Inoltre, prosegue l'Associazione, "Si era valutato di iniziare i lavori a partire dal lotto 2 (Varedo-Limbiate) in
modo da limitare al massimo la chiusura della linea tranviaria da Milano a Varedo (ipoteticamente 2 anni); in pratica la linea potrebbe funzionare almeno fino al 2026, mettendosi anche al riparo da eventuali (e probabili) ritardi; se si fosse presa una decisione tempestiva dopo la redazione da parte di ATM dello studio presentato ad agosto, i lavori, sia pure solo tra Milano e Varedo, sarebbero prossimi all’inizio; le nostre sollecitazioni sono però sempre cadute nel vuoto".

"Si possono considerare sprecati soldi utilizzati per dare un migliore servizio?"

"Si dice che sarebbero soldi sprecati: capiamo la perplessità ma la stessa operazione è stata fatta nel 2012 con un orizzonte di esercizio di 3/5 anni ed i lavori sono stati fatti in 5 mesi; si possono considerare sprecati dei soldi utilizzati per dare all’utenza un migliore servizio, togliere dalla strada decine di autobus inquinanti e minimizzare il disagio degli utenti, riducendo al minimo indispensabile la chiusura della linea nella sua parte più utilizzata?".

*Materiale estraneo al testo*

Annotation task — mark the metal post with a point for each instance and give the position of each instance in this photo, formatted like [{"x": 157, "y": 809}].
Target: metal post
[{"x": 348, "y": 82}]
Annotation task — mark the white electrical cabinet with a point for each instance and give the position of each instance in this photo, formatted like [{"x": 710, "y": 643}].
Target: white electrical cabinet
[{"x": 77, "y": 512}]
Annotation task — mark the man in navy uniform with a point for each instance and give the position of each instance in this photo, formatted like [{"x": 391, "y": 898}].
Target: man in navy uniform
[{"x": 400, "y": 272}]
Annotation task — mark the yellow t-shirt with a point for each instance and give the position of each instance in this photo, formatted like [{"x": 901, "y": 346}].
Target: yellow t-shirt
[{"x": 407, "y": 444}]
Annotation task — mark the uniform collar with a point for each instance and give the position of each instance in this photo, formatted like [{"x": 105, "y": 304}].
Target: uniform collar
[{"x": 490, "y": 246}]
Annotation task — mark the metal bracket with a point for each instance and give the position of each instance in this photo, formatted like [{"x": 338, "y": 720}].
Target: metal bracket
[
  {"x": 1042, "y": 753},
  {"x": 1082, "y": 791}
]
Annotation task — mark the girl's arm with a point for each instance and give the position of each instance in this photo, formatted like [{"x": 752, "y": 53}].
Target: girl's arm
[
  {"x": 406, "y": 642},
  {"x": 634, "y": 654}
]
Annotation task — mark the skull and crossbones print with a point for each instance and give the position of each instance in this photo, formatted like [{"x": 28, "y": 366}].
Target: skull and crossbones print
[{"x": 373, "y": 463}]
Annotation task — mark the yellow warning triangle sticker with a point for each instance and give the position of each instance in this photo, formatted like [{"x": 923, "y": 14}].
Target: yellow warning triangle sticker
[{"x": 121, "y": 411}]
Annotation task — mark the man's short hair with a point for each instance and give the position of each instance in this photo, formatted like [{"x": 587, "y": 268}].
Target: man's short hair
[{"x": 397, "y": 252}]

L'invito ad un ripensamento

Parole e domande al momento senza risposta. Da qui l'invito ad un ripensamento:
"Auspichiamo che ci sia ancora spazio per un ripensamento e chiediamo di poter avere lo studio di ATM per il ripristino del servizio tra Milano e Varedo, almeno per trasparenza. Dobbiamo dire che ci sentiamo un po’ presi in giro, sia dal Comune di Milano che, con il Sindaco Sala, ci aveva prospettato una positiva soluzione della questione, sia da Regione Lombardia che, dopo essersi dichiarata disponibile ad assumersi l’onere della riattivazione del tram, non ha portato avanti concretamente questa iniziativa. I piccoli Comuni ci hanno sempre sostenuto ma forse ora si sono fatti convincere a desistere".